Brain Tumor Segmentation and Survival Prediction using Automatic Hard mining in 3D CNN Architecture
This research provides an incremental improvement in brain tumor segmentation and survival prediction for medical professionals, specifically in the context of glioma analysis from MRI scans.
This paper addresses brain tumor segmentation and survival prediction using 3D fully convolutional neural networks with dense and residual connections. The method achieved Dice similarity coefficients of 0.775 for enhancing tumor, 0.815 for tumor core, and 0.85 for whole tumor on the BraTS 2020 test data, representing an approximate 7% increment in DSC for tumor core and active tumor compared to validation. For survival prediction, it achieved 0.452 accuracy on the test dataset.

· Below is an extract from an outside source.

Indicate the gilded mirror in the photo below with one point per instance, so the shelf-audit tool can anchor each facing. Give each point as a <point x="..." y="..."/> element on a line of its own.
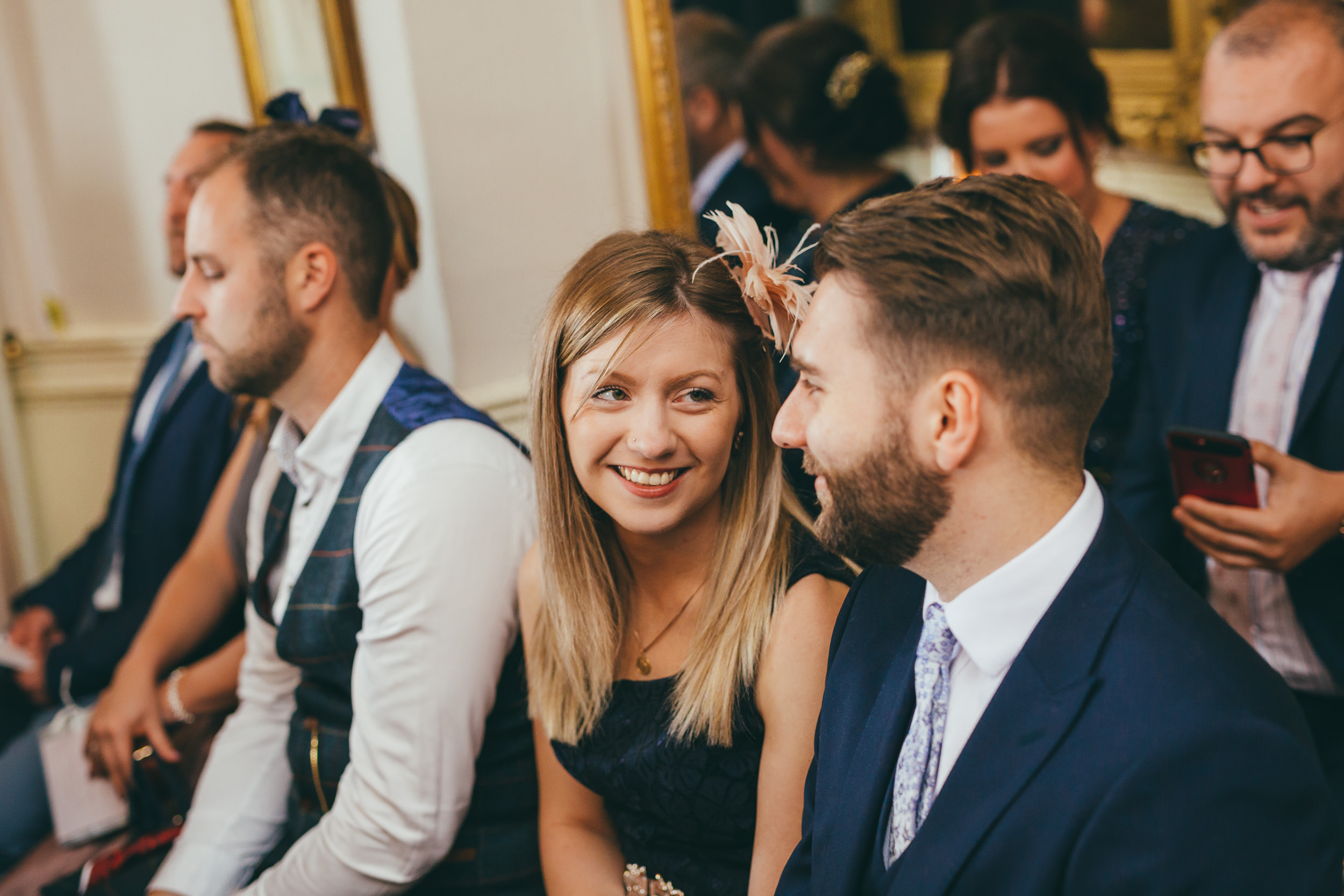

We utilize 3-D fully convolutional neural networks (CNN) to segment gliomas and its constituents from multimodal Magnetic Resonance Images (MRI). The architecture uses dense connectivity patterns to reduce the number of weights and residual connections and is initialized with weights obtained from training this model with BraTS 2018 dataset. Hard mining is done during training to train for the difficult cases of segmentation tasks by increasing the dice similarity coefficient (DSC) threshold to choose the hard cases as epoch increases. On the BraTS2020 validation data (n = 125), this architecture achieved a tumor core, whole tumor, and active tumor dice of 0.744, 0.876, 0.714,respectively. On the test dataset, we get an increment in DSC of tumor core and active tumor by approximately 7%. In terms of DSC, our network performances on the BraTS 2020 test data are 0.775, 0.815, and 0.85 for enhancing tumor, tumor core, and whole tumor, respectively. Overall survival of a subject is determined using conventional machine learning from rediomics features obtained using a generated segmentation mask. Our approach has achieved 0.448 and 0.452 as the accuracy on the validation and test dataset.